In the remaining days of 2016 we'll look back on the most-viewed posts on Persecution Blog in 2016, including a post that is more than 10 years old but is still one of the most-read posts on the blog! Today we look at #2, a post that goes all the way back to 2006, but continues to generate traffic and readers today. The story it tells goes back even further, to the Apostle John:
Boiled In Oil But Remains Alive
Hebrews 9:27 tells us that, "... it is appointed unto men once to die, but after this the judgment," and I love this passage because it gives me confidence in knowing that the Lord will not take me home to be with Him until that appointed time. So the story of John is inspiring and also draws us back to worship the One who made us. Be encouraged as you read this excerpt from Extreme Devotion (order your copy of the book here, or download VOM's Pray Today app to read a new devotional from Extreme Devotion each day on your phone or other device).
What do you do with someone who is boiled in oil but doesn’t die?
It is said that Roman emperor Domitian commanded that the apostle John be boiled to death in oil, but John only continued to preach from within the pot. Another time, John was forced to drink poison, but, as promised in Mark 16:18, it did not hurt him. Thus John, the head of the church in Ephesus at the time, was banished to Patmos in A.D. 97.
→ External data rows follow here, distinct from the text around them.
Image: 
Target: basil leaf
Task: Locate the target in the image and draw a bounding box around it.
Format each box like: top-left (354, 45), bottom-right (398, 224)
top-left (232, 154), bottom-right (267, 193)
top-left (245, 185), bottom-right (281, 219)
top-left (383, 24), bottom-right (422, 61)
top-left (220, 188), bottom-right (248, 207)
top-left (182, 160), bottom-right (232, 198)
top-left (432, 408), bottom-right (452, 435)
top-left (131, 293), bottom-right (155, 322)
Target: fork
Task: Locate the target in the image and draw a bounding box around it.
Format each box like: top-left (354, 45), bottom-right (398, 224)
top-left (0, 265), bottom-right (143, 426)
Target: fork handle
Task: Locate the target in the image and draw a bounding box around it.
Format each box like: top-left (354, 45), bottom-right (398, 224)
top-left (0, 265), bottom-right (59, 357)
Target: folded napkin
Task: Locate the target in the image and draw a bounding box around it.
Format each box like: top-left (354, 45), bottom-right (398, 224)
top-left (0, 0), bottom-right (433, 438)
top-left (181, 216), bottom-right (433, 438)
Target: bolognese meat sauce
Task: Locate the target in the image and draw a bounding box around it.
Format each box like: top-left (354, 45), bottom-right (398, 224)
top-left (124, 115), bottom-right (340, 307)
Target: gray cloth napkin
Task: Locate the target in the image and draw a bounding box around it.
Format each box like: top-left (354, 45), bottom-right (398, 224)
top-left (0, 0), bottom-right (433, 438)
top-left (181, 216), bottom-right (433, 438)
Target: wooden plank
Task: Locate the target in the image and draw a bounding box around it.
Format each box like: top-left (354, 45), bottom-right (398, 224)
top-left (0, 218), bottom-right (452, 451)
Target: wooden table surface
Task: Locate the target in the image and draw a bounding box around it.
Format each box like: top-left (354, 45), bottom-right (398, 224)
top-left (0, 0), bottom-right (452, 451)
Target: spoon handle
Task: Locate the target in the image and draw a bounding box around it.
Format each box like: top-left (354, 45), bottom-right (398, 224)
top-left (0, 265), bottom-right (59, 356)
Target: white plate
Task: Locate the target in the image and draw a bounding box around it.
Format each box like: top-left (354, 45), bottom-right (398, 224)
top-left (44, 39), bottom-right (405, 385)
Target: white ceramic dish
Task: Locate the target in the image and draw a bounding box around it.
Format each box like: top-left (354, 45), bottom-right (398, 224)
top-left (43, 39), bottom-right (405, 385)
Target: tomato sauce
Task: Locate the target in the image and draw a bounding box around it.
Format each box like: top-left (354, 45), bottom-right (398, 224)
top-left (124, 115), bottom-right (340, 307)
John survived all of this because God had not finished with him yet. A “revelation” still had to come. While he was in a cave on the island of Patmos, John received a vision. This vision became the book of Revelation—the book that would act as the driving force for evangelism in the church age. It prophesied the events that surround the return of Christ. John wrote of Christ’s second coming and welcomed his arrival. Even today his writings inspire believers to anticipate the glorious return of Christ.
Two years after John’s exile, the emperor Domitian died, and John returned to the church in Ephesus. The youngest of the disciples lived also to be the oldest, dying in peace in Ephesus at the age of eighty after over half a century of resilient service to Jesus’ church.